Dalam bukunya, Forgive for Good [Maafkanlah demi Kebaikan], Dr. Frederic Luskin menjelaskan sifat pemaaf sebagai resep yang telah terbukti bagi kesehatan dan kebahagiaan. Buku tersebut memaparkan bagaimana sifat pemaaf memicu terciptanya keadaan baik dalam pikiran seperti harapan, kesabaran dan percaya diri dengan mengurangi kemarahan, penderitaan, lemah semangat dan stres. Menurut Dr. Luskin, kemarahan yang dipelihara menyebabkan dampak ragawi yang dapat teramati pada diri seseorang. Dia melanjutkan dengan mengatakan bahwa:

Permasalahan tentang kemarahan jangka panjang atau yang tak berkesudahan adalah kita telah melihatnya menyetel ulang sistem pengatur suhu di dalam tubuh. Ketika Anda terbiasa dengan kemarahan tingkat rendah sepanjang waktu, Anda tidak menyadari seperti apa normal itu. Hal tersebut menyebabkan semacam aliran adrenalin yang membuat orang terbiasa. Hal itu membakar tubuh dan menjadikannya sulit berpikir jernih – memperburuk keadaan.

Sebuah tulisan berjudul "Forgiveness" [Memaafkan], yang diterbitkan Healing Current Magazine [Majalah Penyembuhan Masa Kini] edisi bulan September-Oktober 1996, menyebutkan bahwa kemarahan terhadap seseorang atau suatu peristiwa menimbulkan emosi negatif dalam diri orang, dan merusak keseimbangan emosional bahkan kesehatan jasmani mereka. Artikel tersebut juga menyebutkan bahwa orang menyadari setelah beberapa saat bahwa kemarahan itu mengganggu mereka, dan kemudian berkeinginan memperbaiki kerusakan hubungan. Jadi, mereka mengambil langkah-langkah untuk memaafkan. Disebutkan pula bahwa, meskipun mereka tahan dengan segala hal itu, orang tidak ingin menghabiskan waktu-waktu berharga dari hidup mereka dalam kemarahan dan kegelisahan, dan lebih suka memaafkan diri mereka sendiri dan orang lain.
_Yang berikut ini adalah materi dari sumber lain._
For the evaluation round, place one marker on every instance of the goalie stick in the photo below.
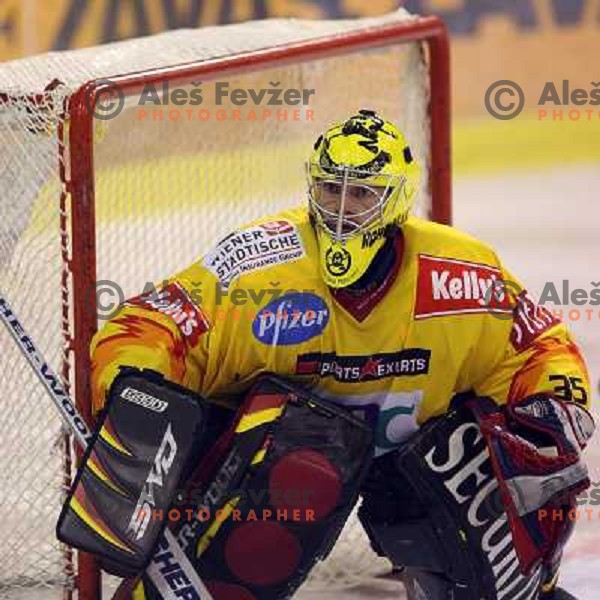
(74, 422)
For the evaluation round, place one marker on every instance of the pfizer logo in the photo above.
(291, 319)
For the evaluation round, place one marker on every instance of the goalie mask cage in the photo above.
(133, 198)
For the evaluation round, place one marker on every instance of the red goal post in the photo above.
(85, 169)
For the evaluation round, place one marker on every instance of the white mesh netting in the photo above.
(166, 188)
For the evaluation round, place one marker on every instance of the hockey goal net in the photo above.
(113, 170)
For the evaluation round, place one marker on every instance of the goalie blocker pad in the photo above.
(273, 497)
(131, 470)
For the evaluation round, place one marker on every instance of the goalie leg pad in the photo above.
(448, 519)
(131, 470)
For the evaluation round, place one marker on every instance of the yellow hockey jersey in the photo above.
(440, 323)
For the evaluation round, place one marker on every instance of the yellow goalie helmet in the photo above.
(362, 180)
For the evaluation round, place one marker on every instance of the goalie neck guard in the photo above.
(362, 180)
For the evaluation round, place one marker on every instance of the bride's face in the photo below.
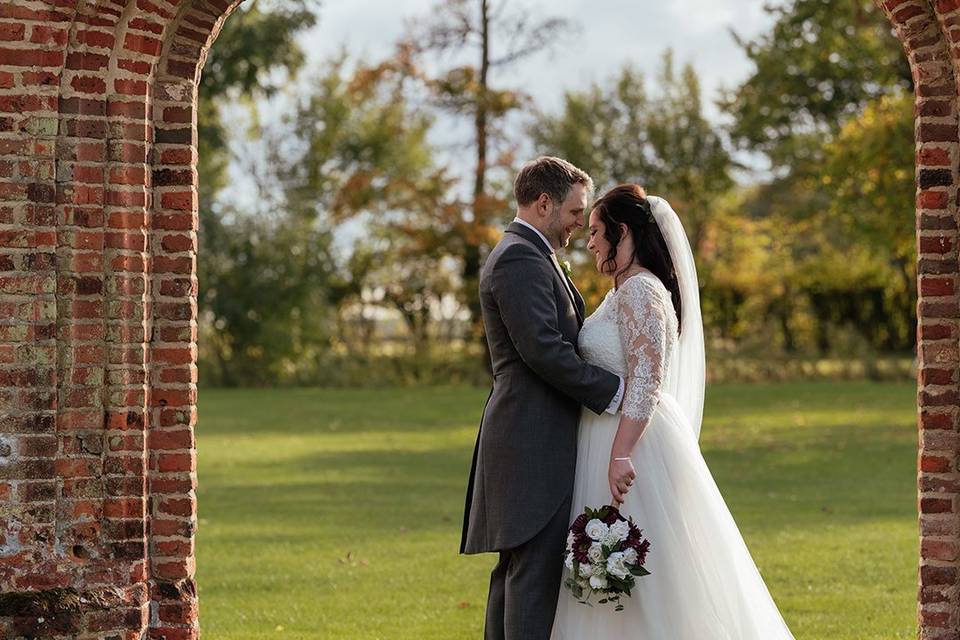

Semua penelitian yang ada menunjukkan bahwa kemarahan adalah sebuah keadaan pikiran yang sangat merusak kesehatan manusia. Memaafkan, di sisi lain, meskipun terasa berat, terasa membahagiakan, satu bagian dari akhlak terpuji, yang menghilangkan segala dampak merusak dari kemarahan, dan membantu orang tersebut menikmati hidup yang sehat, baik secara lahir maupun batin. Namun, tujuan sebenarnya dari memaafkan –sebagaimana segala sesuatu lainnya – haruslah untuk mendapatkan ridha Allah. Kenyataan bahwa sifat-sifat akhlak seperti ini, dan bahwa manfaatnya telah dibuktikan secara ilmiah, telah dinyatakan dalam banyak ayat Al Qur’an, adalah satu saja dari banyak sumber kearifan yang dikandungnya.